Same FOV, Different View: HFOV, VFOV and Aspect Ratio Explained
Fast answer
The same FOV number can produce a different view because the number is incomplete without three details: which axis is measured (horizontal or vertical), which aspect ratio is the reference, and how the game scales its camera. For example, 90° horizontal on a 4:3 reference is 73.74° vertical and 106.26° horizontal on a 16:9 display. That is why copying “90” from one game into another can look zoomed in or stretched. Confirm the source convention, then open the FOV calculator in Custom mode instead of matching bare numbers.
You set the same field-of-view value in two shooters, stand in roughly the same spot, and one game still looks faster, wider, or more cramped. It is tempting to blame the monitor or assume one slider is wrong. Usually, neither is true. The two games are describing different camera angles with the same-looking number.
FOV is an angle, but a rectangular screen has more than one useful angle. A game may expose horizontal FOV, vertical FOV, horizontal FOV measured against an old 4:3 reference, or a fixed camera that changes differently when the display becomes wider. Viewmodels, aiming-down-sights behavior, camera height, motion blur and sensitivity scaling then change perception even after the world-camera math is matched.
This guide separates exact projection math from “it feels close” tuning. You will get a reliable 4:3-to-16:9 example, a current game-convention table, a repeatable matching workflow and the checks to run when two mathematically equivalent views still do not feel identical.
HFOV, VFOV and diagonal FOV are different angles
HFOV is the left-to-right angle of the world visible through the camera. VFOV is the top-to-bottom angle. Diagonal FOV runs from one screen corner to the opposite corner. All three describe the same viewing frustum, but their degree values are different because a typical monitor is wider than it is tall.
At 16:9, a 103° horizontal view is about 70.53° vertically. Entering 103 into a game that expects vertical FOV does not preserve the view; it asks for an enormous vertical angle. The reverse mistake makes a camera feel heavily zoomed. The letters H or V therefore matter as much as the number.
A second label is often hidden: the reference aspect ratio. Source-family games commonly express horizontal FOV as though the image were still 4:3, then expand horizontally on wider displays. A slider showing 90 can therefore render about 106.26° of actual horizontal world view at 16:9. This behavior is often called Hor+ or a 4:3 horizontal base.
- Horizontal FOV: the angle across the width of the image.
- Vertical FOV: the angle across its height and the most stable value when moving between aspect ratios in a Hor+ camera.
- Diagonal FOV: useful in optics, but uncommon in PC game settings.
- Reference base: the aspect ratio against which a displayed horizontal number is defined; it may not match your current monitor.
Why 90 at 4:3 becomes 106.26 at 16:9
For a standard centered rectilinear camera, aspect ratio A is width divided by height.
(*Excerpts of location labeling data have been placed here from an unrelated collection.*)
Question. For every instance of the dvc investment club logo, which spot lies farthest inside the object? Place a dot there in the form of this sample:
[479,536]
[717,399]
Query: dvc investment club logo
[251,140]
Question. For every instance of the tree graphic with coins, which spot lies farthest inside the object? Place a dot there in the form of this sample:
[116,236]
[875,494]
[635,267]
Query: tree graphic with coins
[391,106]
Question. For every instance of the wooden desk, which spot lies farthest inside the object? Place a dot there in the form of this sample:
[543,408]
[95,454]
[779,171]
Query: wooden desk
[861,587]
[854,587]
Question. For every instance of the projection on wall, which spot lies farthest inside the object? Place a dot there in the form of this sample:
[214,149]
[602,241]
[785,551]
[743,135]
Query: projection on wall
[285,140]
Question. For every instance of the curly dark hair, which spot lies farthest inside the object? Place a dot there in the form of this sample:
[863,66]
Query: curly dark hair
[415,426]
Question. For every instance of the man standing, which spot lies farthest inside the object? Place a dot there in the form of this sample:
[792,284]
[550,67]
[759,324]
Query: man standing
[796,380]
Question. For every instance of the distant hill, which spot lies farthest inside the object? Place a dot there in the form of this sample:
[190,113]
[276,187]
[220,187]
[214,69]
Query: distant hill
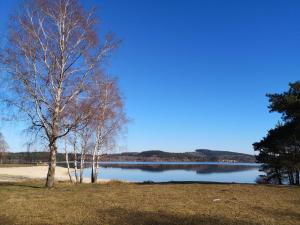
[199,155]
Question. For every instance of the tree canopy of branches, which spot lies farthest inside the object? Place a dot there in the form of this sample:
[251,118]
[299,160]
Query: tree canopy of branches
[52,58]
[279,151]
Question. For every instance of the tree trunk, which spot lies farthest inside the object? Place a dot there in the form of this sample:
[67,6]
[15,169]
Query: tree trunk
[94,172]
[297,177]
[52,165]
[68,166]
[81,167]
[291,177]
[279,177]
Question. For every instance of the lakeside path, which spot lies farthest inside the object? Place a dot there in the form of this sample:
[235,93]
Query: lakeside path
[17,174]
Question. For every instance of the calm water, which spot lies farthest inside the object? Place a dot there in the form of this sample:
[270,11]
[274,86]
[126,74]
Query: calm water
[168,171]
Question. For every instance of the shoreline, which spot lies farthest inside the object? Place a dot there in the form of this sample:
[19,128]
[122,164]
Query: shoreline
[17,174]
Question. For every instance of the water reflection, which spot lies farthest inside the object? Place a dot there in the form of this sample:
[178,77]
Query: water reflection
[165,172]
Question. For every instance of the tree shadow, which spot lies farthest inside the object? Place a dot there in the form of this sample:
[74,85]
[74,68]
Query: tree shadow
[119,216]
[189,182]
[19,184]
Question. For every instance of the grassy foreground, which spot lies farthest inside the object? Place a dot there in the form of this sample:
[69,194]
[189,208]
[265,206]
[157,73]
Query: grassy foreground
[148,204]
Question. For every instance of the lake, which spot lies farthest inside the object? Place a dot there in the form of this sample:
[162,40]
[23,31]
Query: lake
[178,171]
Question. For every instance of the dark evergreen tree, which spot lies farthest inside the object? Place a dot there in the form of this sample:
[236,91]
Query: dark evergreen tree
[279,151]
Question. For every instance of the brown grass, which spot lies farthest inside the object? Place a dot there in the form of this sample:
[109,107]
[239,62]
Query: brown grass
[148,204]
[16,165]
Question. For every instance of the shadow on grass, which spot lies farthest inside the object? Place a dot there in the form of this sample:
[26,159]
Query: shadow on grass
[188,182]
[119,216]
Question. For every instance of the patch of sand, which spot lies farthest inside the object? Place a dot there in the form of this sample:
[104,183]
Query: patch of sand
[13,174]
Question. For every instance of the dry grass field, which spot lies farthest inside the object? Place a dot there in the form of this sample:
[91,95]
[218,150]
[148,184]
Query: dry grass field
[148,204]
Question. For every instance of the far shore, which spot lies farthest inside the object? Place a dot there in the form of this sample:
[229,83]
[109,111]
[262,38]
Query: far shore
[18,173]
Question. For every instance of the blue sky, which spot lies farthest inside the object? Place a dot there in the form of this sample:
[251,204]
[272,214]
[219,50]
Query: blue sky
[195,73]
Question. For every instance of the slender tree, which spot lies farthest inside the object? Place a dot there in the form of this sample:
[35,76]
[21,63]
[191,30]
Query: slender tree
[3,148]
[51,58]
[108,118]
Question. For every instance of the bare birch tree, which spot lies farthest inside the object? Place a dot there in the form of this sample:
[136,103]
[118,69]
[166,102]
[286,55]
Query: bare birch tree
[51,57]
[107,120]
[3,148]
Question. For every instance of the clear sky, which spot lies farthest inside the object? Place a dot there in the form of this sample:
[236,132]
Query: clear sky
[195,73]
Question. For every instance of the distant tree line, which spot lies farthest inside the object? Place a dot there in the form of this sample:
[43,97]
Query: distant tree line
[279,150]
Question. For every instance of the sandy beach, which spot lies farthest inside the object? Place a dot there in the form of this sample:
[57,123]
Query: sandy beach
[14,174]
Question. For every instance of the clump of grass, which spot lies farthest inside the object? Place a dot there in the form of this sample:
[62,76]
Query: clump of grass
[117,203]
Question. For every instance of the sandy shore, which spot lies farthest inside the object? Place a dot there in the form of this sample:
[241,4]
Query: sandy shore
[13,174]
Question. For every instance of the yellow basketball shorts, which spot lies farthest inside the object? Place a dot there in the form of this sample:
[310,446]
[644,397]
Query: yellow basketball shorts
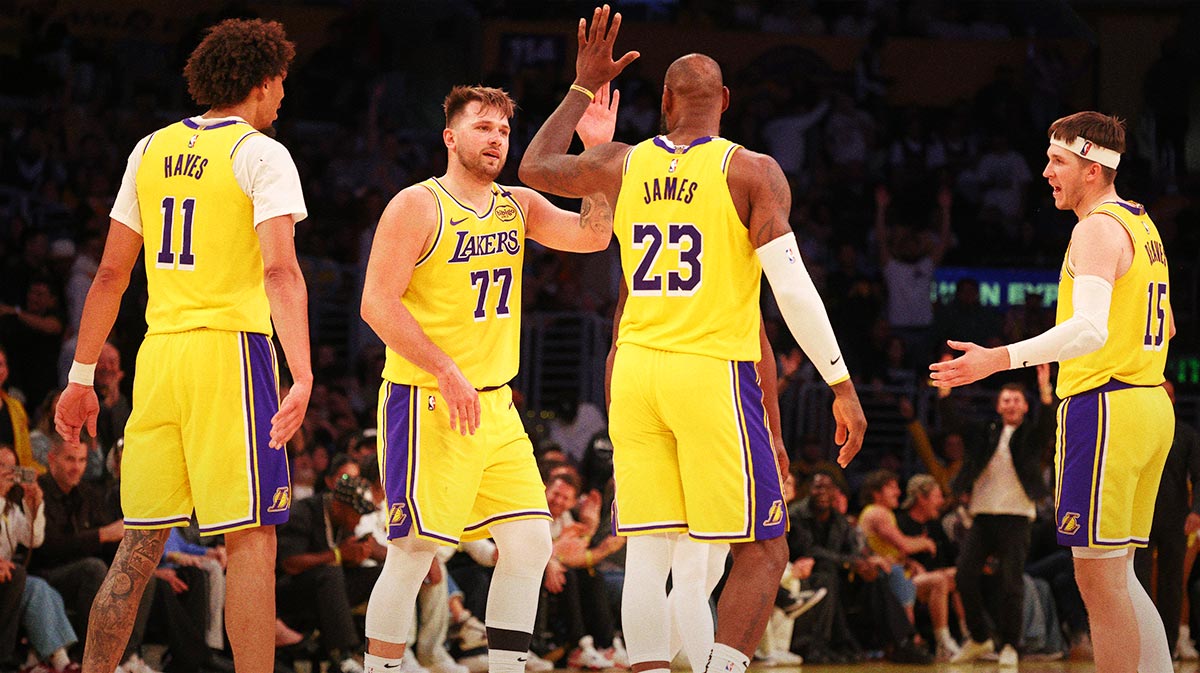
[691,450]
[1109,455]
[447,486]
[198,436]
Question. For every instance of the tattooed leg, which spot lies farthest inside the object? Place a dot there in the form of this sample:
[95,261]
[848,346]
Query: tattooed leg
[117,604]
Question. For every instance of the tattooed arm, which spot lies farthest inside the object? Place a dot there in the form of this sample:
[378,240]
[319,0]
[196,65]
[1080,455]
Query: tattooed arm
[588,230]
[115,607]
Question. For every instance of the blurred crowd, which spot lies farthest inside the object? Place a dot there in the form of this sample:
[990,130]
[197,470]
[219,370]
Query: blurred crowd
[883,196]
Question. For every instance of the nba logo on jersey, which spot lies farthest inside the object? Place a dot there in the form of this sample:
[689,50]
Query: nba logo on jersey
[1069,524]
[775,516]
[396,515]
[281,500]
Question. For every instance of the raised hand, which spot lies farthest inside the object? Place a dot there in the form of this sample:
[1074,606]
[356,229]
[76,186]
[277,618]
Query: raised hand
[593,64]
[599,121]
[975,364]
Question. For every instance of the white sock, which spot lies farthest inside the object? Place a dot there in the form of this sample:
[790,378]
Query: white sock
[1156,654]
[505,661]
[725,659]
[643,606]
[381,665]
[393,606]
[695,570]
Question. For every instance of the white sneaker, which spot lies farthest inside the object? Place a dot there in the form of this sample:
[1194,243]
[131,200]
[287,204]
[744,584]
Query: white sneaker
[538,665]
[972,650]
[1183,647]
[408,664]
[619,655]
[478,662]
[588,656]
[135,664]
[786,659]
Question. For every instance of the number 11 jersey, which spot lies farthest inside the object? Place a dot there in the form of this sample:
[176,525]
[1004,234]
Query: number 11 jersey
[466,290]
[690,268]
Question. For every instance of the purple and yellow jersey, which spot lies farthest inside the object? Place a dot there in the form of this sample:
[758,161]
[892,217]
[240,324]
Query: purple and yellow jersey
[690,268]
[1135,352]
[204,266]
[466,290]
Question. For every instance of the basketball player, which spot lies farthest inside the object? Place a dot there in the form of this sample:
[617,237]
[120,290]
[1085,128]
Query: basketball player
[1115,422]
[443,290]
[214,202]
[699,221]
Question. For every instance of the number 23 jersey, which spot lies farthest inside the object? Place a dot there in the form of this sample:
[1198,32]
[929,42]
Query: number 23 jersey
[196,191]
[466,290]
[688,262]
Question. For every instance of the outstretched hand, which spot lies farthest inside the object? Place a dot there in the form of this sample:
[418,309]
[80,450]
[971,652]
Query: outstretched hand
[593,64]
[976,362]
[599,121]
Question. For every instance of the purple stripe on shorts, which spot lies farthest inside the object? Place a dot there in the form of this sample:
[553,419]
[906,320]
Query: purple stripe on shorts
[769,510]
[1079,434]
[397,452]
[273,497]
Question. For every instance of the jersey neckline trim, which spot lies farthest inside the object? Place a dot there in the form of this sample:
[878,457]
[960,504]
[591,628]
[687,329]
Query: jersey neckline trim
[189,122]
[465,206]
[664,143]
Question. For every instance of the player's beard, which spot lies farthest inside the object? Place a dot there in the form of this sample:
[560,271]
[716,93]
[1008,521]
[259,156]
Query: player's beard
[477,167]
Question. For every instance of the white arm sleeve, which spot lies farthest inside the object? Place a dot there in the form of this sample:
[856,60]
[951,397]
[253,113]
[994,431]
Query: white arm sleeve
[802,307]
[1084,332]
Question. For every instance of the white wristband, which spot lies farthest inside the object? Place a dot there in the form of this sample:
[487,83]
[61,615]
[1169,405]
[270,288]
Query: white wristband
[81,373]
Convert degrees to radians before using trigonometric functions. The relationship is HFOV = 2 × atan(tan(VFOV / 2) × A). Reversing it gives VFOV = 2 × atan(tan(HFOV / 2) / A).
Worked example: start with 90° horizontal at 4:3. Converting that angle to vertical gives 2 × atan(tan(45°) / (4/3)) = 73.7398°. Preserve that 73.7398° vertical view at 16:9 and the new horizontal value is 2 × atan(tan(73.7398° / 2) × (16/9)) = 106.2602°. So 90 H at 4:3 = 73.74 V = 106.26 H at 16:9.
This is an exact projection conversion, not a preference or an average-player statistic. It preserves the camera framing through the center. Use the aspect-ratio calculator if you are unsure whether your current resolution is 4:3, 16:9, 16:10 or 21:9, then run the 4:3-to-16:9 calculation with the confirmed axis and ratio.
- Preserve vertical view: convert the source value to VFOV first, then convert that VFOV to the target ratio.
- Do not scale degrees linearly: multiplying 90 by 16/9 is wrong because perspective uses the tangent of half the angle.
- Keep enough precision: calculate with decimals, then round only to what the game’s slider or config accepts.
Why game FOV sliders do not speak one language
There is no universal FOV-slider standard. The table below distinguishes the displayed setting from the approximate view it produces. These are current PC behaviors verified on 11 July 2026; patches, platforms and camera modes can change them, so recheck a game after a major update.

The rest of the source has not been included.